Depois, muito tempo depois,  num tempo que nos parece eternidade, uma calma de impotência, tinha de aceitar, de me aceitar. Que há de errado em se ser quem se é? E o que sou! Sim, o que sou? Não sei, vou-me nascendo, de dentro para fora. Um parto doloroso, mais de ansiedade do que de tudo o resto. Na ávida esperança de que um dia, um feliz dia, seja realmente Eu!...

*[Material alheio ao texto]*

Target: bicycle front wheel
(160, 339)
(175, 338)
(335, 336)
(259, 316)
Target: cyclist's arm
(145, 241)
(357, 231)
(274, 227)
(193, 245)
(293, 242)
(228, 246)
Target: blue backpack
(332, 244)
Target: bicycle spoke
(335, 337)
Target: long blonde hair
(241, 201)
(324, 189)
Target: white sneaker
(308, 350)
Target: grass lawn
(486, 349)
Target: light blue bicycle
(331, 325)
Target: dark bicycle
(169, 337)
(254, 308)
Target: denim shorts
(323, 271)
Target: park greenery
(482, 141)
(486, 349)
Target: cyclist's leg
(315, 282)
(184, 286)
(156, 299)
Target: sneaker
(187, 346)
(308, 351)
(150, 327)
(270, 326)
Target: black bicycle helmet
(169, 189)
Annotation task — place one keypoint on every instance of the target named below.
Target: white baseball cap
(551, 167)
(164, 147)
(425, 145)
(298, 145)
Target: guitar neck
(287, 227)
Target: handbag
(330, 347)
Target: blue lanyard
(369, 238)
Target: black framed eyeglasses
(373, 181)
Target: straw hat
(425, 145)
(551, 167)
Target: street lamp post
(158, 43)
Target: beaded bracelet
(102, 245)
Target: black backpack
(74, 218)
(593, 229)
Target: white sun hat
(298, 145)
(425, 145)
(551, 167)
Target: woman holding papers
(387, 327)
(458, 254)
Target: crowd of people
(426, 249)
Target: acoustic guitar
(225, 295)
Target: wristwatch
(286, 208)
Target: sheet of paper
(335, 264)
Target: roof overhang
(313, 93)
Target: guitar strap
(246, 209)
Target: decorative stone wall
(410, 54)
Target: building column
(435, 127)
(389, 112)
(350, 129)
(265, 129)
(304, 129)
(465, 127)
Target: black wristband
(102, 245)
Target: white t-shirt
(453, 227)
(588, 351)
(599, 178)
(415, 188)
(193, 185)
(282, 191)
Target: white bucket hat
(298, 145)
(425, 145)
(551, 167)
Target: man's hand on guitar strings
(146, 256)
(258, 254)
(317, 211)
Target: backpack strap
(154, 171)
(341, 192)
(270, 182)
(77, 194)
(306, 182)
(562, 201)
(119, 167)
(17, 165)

quarta-feira, 6 de janeiro de 2016

Post.it: Dá-me...

“Dou-te  para que me dês”, sim é verdade. Não o digo em tom de escondida confissão. Afirmo-o, reconheço-o. Não é egoísmo, não é fraqueza, é a necessidade humana de um feedback.
Pode não ser no agora, nem no hoje em que te dou, mas no amanhã, mesmo que num amanhã que ainda vem distante. Não entendes, dizes que não tens nada para dar, nem sequer dinheiro ou vontade para o comprar. Recebes com medo de um compromisso de reciprocidade, encolhes o gesto da recepção, estendes as mãos semi-fechadas, enclaustras o olhar, cerras o coração.
Mas eu insisto, continuo à tua  porta sem bater, à espera. Numa espera de esperança porque sei que o que me move és tu, a ausência desse sorriso que quero  ver de novo desenhado nos teus lábios.
Se não tiveres nada para dizer, nada digas. Prefiro o silêncio ao “obrigado” frio que obedece ao mero protocolo educacional, ou como reflexo condicionado. Até porque sei, sim sei ou acredito,  que o silêncio não será necessariamente o mutismo dos sentimentos.
Não, não temas, não precisas dar-me nada que exija gasto material, gasto de energia, ou de querer. Dá-me um dia, nesse dia em que o sintas em ti.
Dá-me, preciso de receber, o sol do teu olhar.